Tiny Times is a Chinese film series directed and written by Guo Jingming, all adapted from his novels.

The first installment of the series based on the first novel was released on June 27, 2013. A sequel titled Tiny Times 2, which was filmed together with the first film and based on the second half of the novel, was released on August 8, 2013. Tiny Times 3, the third installment of the franchise was released on July 17, 2014. Tiny Times 4, the fourth and last film of the series, was released on July 9, 2015.  Though the series has received negative reviews from Chinese film critics, Tiny Times has become one of the most successful  movie franchises, and has garnered many fans among young Chinese cinema-going audience.

Characters

Central cast

Main cast

Supporting cast

Installments

Tiny Times 1.0

Tiny Times 2: Aurora's Generation

Tiny Times 3: Times of Gold Filigree

Tiny Times 4: Soul's End

Critical reviews

Materialism
The series has been slammed for its overt celebration of materialism.; as well as the product placement of luxury brands in the films. Film critic Raymond Chou said the film's message is "hinting to the young generation that you can do anything to win material goods because that’s how your value is determined."

Depiction of women
The series has sparked controversy and debate over its depiction of women in the film. Though often compared with Sex and the City, critics argue the women in Tiny Times does not exhibit the same kind of fierceness and independence as their Western counterparts. Critics have expressed their concerns that Shanghainese women in the film are portrayed as "vapid and shallow", setting backwards gender equality in China.

At the same time, the series has been condemned for its portrayal of male narcissism. The Atlantic said that the films speak to "the male fantasy of a world of female yearnings, which revolve around men and the goods men are best equipped to deliver, whether materially or bodily. It betrays a twisted male narcissism and a male desire for patriarchal power and control over female bodies and emotions misconstrued as female longing; which is symptomatic of a society where the choices for women are severely limited."

Content
In spite of negative reviews, the series has garnered praises for its glossy cinematography and production value.

Performance
The film has been criticized for the acting ability of the cast. Lead actress Yang Mi has been nominated thrice (and won for all three times) at the Golden Broom Awards as the "Most Disappointing Actress" for her performance in Tiny Times franchise.

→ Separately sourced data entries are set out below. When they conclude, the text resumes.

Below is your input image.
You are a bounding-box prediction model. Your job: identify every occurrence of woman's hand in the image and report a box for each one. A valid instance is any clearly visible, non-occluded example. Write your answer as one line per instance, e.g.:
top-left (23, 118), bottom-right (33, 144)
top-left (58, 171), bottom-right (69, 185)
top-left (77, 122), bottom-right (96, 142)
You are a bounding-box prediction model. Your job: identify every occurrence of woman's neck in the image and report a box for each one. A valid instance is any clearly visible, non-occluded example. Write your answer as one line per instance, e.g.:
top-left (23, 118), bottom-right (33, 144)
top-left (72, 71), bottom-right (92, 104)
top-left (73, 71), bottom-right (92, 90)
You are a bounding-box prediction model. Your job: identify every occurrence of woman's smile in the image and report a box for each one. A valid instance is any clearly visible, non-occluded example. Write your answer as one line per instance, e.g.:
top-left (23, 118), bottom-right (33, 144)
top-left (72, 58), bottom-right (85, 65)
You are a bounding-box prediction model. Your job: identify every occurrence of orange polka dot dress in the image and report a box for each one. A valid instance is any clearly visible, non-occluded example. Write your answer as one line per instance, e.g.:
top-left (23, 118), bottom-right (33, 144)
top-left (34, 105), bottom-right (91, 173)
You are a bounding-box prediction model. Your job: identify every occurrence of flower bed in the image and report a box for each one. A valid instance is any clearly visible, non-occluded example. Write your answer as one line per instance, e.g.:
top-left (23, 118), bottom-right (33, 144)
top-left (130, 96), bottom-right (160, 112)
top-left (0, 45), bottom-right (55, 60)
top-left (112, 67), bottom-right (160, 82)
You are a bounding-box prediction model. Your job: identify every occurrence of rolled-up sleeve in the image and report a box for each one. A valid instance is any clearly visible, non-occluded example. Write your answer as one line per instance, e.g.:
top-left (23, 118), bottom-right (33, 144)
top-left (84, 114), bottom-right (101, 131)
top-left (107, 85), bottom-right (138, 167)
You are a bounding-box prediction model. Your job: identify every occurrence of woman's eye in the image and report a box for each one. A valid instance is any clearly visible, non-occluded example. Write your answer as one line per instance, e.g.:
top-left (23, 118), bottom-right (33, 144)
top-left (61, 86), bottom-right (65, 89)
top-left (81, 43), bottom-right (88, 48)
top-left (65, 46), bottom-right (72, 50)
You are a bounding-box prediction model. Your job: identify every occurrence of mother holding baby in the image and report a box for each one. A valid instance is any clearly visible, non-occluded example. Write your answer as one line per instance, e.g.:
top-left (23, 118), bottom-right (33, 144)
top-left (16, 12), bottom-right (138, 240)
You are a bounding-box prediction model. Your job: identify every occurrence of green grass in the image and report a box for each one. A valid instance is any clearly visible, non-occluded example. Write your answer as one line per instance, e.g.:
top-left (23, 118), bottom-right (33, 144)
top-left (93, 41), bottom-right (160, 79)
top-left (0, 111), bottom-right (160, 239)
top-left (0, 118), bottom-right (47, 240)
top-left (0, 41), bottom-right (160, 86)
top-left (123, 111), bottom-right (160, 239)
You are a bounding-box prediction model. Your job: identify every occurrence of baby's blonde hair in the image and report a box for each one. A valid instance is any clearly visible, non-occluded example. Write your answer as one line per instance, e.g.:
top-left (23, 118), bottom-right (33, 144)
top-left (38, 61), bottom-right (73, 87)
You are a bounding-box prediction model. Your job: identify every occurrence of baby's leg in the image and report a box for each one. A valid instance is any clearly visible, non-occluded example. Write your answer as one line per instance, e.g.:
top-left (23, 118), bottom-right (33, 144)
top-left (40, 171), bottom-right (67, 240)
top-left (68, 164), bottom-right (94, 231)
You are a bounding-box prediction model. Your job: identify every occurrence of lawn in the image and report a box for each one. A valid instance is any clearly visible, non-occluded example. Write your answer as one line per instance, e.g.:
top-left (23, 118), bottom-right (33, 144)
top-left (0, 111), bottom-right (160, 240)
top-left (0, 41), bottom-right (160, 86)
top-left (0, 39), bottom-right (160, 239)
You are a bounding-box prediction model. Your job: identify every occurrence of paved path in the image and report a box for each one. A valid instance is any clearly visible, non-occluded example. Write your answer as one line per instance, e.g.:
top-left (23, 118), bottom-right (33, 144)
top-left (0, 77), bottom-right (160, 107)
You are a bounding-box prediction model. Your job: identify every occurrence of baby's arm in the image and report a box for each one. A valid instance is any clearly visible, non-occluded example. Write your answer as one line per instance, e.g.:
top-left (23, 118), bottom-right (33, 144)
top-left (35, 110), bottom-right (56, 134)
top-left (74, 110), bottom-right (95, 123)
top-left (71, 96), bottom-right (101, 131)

Reflection on China's societal trends
Demographic changes in China has led to the production of similar teen films. Stephen Cremin of Film Business Asia said it is “the first high-profile film to appeal primarily to the generation born in the 1990s who’ve become the main moviegoing audience in China”. Cremin compares the controversy to the first opening of McDonald's in China, which faced opposition from the older generation but was soon assimilated into China's ever-changing film landscape.

Commercial success
Despite its negative reviews and criticism, the film has enjoyed commercial success. The first installment of the film breaks the opening-day box office record for a Chinese-language 2D release.

This is credited to its strong teenage and young adult fanbase, who are lured by the film's attractive stars and glamorous Shanghai setting. The People's Daily was critical of the film and said Guo had "cleverly gotten hold of his own target audience -- the vast teenage demographic." Research conducted by the producers enables Guo to make commercial films that successfully cater to the new generation of young Chinese, who have Western-style values.